Community Radio

WRBP | Community Radio – Season 6, Episode 6: Carbon

February 14, 2022

Season 6, Episode 6
February 27, 2022
Theme: Carbon
Playlist

I’m sitting at one of thirty desks in the school’s chemistry lab, staring at the worksheet labeled Stoichiometry. Attempting – and failing – to complete this sheet is causing me to have one of the lowest moments of self-image I’ve had in a year. I just don’t understand how to balance these chemical equations.

Do you remember doing this in high school? Adding coefficients to molecules to make sure that the law of conservation of matter was followed on both sides of a reaction. Was it hard for you too? It took what seemed like forever for me to understand it. And during that time, I hated it – hated the very idea that the people around me understood and I was as confused as a kindergartner learning algebra.

But eventually, I figured it out. One of the people around me who understood it – my best friend, now that I really reflect on it – gave me advice, walked me through it, encouraged me. Over the next few weeks of work, I got to spend time with her and other friends, joking around, balancing equations, feeling good about the work. Tough work and discovery are made easier with a partner, and I had a great one.
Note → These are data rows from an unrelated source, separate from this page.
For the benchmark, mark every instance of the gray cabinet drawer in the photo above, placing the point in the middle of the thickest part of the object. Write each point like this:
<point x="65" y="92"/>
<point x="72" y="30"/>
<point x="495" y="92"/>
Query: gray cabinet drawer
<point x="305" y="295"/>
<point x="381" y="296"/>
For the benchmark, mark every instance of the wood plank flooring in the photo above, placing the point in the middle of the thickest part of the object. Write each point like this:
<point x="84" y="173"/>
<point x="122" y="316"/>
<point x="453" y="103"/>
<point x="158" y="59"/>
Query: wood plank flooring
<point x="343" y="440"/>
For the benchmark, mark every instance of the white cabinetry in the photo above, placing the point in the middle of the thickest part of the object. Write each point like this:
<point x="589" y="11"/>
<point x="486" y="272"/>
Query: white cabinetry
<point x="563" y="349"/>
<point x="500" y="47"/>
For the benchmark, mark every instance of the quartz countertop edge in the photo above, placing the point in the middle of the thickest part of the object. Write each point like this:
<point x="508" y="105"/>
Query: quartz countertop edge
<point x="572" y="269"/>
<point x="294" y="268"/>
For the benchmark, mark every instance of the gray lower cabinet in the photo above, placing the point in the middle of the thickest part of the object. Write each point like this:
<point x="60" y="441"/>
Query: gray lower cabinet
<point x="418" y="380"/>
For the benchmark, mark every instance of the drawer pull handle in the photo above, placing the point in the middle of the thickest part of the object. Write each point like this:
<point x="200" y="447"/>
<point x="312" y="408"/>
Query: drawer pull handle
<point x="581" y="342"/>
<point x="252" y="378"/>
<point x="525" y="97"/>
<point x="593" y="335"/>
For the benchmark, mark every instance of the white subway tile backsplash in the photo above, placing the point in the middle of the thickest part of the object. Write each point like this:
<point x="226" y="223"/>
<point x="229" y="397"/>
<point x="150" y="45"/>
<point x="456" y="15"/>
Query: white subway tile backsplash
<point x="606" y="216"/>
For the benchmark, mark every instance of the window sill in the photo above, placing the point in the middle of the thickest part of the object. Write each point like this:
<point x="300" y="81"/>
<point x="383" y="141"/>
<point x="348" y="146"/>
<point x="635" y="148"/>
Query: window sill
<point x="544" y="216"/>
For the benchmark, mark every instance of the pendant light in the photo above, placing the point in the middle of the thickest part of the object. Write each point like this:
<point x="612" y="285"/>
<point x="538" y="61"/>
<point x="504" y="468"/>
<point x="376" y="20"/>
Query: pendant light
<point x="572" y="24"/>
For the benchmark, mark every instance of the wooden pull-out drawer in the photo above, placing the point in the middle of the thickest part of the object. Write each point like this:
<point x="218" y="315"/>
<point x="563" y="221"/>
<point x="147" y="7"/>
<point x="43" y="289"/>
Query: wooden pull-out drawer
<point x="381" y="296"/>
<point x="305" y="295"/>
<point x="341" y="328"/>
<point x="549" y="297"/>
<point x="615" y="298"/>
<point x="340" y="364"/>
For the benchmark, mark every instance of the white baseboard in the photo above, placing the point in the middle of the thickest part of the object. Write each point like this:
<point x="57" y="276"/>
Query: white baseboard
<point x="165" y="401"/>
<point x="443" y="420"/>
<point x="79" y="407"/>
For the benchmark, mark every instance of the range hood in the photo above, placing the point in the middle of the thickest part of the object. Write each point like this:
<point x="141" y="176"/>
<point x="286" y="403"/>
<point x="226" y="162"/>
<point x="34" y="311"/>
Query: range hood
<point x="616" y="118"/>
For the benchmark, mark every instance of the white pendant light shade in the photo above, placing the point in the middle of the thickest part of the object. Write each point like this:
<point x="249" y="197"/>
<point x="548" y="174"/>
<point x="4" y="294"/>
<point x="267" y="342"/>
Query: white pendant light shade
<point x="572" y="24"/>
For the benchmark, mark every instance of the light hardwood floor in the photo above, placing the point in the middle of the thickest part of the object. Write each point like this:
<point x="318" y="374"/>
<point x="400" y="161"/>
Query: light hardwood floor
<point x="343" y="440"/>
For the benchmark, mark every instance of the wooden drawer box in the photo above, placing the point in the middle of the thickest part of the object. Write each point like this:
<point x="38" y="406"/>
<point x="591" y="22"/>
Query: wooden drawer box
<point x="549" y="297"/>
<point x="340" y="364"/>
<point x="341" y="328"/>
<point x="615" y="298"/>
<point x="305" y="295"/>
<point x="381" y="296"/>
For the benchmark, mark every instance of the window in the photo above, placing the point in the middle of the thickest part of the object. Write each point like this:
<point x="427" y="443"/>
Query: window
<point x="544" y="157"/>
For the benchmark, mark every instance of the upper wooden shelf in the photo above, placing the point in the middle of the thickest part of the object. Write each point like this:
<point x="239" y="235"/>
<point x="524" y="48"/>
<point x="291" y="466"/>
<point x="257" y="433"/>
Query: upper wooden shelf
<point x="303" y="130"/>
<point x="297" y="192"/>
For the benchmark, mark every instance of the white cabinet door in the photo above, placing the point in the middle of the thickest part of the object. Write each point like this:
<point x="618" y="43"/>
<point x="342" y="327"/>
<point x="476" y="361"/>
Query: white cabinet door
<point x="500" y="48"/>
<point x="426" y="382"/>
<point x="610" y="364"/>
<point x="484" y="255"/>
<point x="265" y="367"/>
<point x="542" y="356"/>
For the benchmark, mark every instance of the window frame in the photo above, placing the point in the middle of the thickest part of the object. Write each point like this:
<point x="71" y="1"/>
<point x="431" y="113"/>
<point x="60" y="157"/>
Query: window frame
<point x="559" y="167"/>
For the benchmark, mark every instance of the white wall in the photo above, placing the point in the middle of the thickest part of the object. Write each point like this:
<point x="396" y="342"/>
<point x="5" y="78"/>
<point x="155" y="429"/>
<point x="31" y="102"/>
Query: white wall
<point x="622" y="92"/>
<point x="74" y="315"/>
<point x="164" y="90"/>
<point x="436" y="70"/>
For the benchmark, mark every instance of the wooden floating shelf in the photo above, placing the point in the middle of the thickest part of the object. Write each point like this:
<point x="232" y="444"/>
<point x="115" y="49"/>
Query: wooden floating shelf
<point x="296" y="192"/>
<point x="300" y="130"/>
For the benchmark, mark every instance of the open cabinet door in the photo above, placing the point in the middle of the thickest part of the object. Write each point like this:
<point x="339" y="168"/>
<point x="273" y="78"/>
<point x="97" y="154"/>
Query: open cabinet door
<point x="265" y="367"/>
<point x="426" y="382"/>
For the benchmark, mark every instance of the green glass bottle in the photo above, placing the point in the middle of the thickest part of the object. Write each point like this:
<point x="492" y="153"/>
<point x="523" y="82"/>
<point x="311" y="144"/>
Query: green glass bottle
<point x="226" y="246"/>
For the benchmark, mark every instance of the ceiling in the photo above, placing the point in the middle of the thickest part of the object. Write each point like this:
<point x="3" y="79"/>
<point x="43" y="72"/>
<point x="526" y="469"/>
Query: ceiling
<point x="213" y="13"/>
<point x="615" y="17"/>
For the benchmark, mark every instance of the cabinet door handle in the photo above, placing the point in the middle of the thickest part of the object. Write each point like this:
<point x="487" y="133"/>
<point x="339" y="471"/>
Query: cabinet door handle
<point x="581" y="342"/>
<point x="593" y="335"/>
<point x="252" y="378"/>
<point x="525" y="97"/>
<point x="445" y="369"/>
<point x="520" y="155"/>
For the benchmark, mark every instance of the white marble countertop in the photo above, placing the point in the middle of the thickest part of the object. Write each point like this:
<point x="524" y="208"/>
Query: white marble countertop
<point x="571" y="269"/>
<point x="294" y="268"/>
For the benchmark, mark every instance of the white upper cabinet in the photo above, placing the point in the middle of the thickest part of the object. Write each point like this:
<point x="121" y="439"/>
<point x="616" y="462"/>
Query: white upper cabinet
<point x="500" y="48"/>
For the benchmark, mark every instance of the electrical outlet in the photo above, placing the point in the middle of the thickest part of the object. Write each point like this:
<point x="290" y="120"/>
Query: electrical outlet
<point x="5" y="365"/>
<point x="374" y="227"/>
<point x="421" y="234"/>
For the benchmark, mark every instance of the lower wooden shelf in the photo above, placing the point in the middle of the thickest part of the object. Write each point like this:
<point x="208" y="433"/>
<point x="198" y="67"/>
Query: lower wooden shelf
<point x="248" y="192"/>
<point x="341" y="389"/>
That’s the cool thing about science, how nothing is discovered in isolation. The work builds upon prior work, and will generate additional ideas, hypotheses, experiments. Thus it was on February 27, 1940 that two scientists – working off others’ assumption that there existed a long-lived isotope of carbon – were able to synthesize it. What Martin Kamen and Sam Ruben created had six protons but 8 neutrons, and is known as carbon-14. Then, nine years later, chemist Willard Libby developed a method of determining the age of something using that particular isotope of carbon. Most of us know this as carbon dating.

Now I can tell you those facts, but when I attempt to understand the details of the process of synthesis, or how cosmic rays are involved in the formation in carbon-14, I’m back in that desk, confused and uncertain. Thankfully, I’m not beating myself up about it anymore. That’s partly because I’m a bit more mature and confident – but also because nobody’s going to test me on my understanding of it. I’m just here to make themes for this show. So, in celebration of this key element, our theme for episode 6 is Carbon.